What We Learned Last Week
This earnings season seems to be a lot about messaging.
The prime example is Meta versus Microsoft and Alphabet. All three reported impressive beats on revenue and earnings as well as plans to increase AI spending.
But META was down 11% on the week while GOOG was up 9%. MSFT initially jumped 5%, ending the week with a modest 0.5% gain.
The difference? META said it could take several years to generate returns on its investments. GOOG and MSFT said they were already profiting on their AI technology.
META has a track record of pouring huge sums into new products no one knows they need let alone want – as Mark Zuckerberg’s efforts to jumpstart his vision of the metaverse shows. But we suspect Zuckerberg has learned that lesson.
Possibly META is talking apples and GOOG/MSFT are talking oranges.
GOOG/MSFT are talking about the state of the art in AI now. Current AI is either not very good (female popes? Native Americans living in 19th century Germany?) or is an enormous front end making computers do what they have done for years. Stuff like completing your sentence, writing basic computer code, and searching Google for the perfect link near the top of the list. Maybe it is a tad faster. Maybe it makes some of these features more accessible to less tech-savvy people. But nothing new here.
Meanwhile, META is talking about developing a far more advanced generative AI. GOOG/MSFT are spending untold sums trying to do that too. They are just not telling us.
It is all about the messaging.
Do Not Disappoint Us!
We also see a pattern of any disappointments getting punished.
Intel (INTC) missed on revenue but posted a solid beat on earnings. It has tried talking up how its current and forthcoming chips can be used for AI processing – but it also delivered a soft outlook that sent its stock down 10% on the week.

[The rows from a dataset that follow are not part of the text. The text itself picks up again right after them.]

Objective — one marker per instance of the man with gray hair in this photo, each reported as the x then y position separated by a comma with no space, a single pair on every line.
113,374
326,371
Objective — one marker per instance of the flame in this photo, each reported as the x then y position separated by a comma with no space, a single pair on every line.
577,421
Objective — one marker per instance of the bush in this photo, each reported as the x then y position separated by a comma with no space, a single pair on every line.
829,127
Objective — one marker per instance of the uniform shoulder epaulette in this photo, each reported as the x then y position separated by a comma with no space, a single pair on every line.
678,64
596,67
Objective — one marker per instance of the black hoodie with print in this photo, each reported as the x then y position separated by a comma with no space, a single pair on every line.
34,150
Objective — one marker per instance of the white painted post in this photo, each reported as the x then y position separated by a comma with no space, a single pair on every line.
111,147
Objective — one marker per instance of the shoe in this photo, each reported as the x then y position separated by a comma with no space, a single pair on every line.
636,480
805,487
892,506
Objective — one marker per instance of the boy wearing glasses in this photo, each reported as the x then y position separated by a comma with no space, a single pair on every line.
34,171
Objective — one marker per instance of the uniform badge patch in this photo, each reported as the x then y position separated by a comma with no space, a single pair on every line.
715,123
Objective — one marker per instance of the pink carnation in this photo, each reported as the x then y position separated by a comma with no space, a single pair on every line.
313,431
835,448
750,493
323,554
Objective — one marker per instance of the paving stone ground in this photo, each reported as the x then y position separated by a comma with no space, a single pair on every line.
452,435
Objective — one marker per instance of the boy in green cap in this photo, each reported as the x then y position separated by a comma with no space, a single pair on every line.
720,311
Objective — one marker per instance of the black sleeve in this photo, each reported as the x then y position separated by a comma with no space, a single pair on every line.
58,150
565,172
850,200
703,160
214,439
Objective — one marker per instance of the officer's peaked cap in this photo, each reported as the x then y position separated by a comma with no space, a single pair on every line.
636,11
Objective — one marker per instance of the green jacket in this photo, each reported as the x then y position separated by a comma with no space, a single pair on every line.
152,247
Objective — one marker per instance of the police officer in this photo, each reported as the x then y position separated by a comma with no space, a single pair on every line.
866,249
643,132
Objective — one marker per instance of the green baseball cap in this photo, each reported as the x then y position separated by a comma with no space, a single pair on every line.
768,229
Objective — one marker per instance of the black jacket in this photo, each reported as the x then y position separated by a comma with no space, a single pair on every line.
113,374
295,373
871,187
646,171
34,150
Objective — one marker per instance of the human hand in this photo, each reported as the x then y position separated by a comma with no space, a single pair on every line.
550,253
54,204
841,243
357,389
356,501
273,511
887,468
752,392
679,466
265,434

Clearly investors are unconvinced Intel has prospects beyond x86 chips for PCs.
Motorcycle manufacturer Harley Davidson (HOG) posted solid beats on revenue and earnings, but the stock dropped 11% on the week due to rising dealer inventories and a decline in gross margins. We see this as another sign consumers are cautious about spending on big ticket items.
Earthmover equipment manufacturer Caterpillar (CAT) has mostly surprised on the upside for the past several years, but it finally missed on revenue and offered a soft outlook for demand from the construction and resources industry.
On the other hand, chemical manufacturer Dow Inc. (DOW) beat on revenue and earnings – and said it expects demand from industrial customers to pick up throughout 2024 after slumping in the past year.
Altogether, investors are not turning away from equities despite the pressure of inflation and high rates. But the S&P 500 and NASDAQ 100 are expensive too, so investors are taking profits and leaving companies that appear to offer limited upside.
If CAT and DOW are any indication, there may be a rotation starting in the industrial sector as there is finally a need to replenish inventories. On balance, the economy continues firing on most but not all cylinders.
The Week Ahead
We expect equity indices will be on hold this week as markets await a Fed meeting and press conference on Wednesday and the monthly labour market report on Friday. Individual companies may also react to earnings.
It is another big tech lineup, with Amazon (AMZN – Tuesday) and Apple (AAPL – Thursday) reporting.
But the most eagerly awaited report will likely be Super Micro Computer (SMCI – Tuesday), which sold off a massive 22% when it failed to release a preliminary revenue report earlier this month. This is expected to be weaker than analysts have projected. SMCI has more than tripled in 2024 because its servers are very attractive for AI processing.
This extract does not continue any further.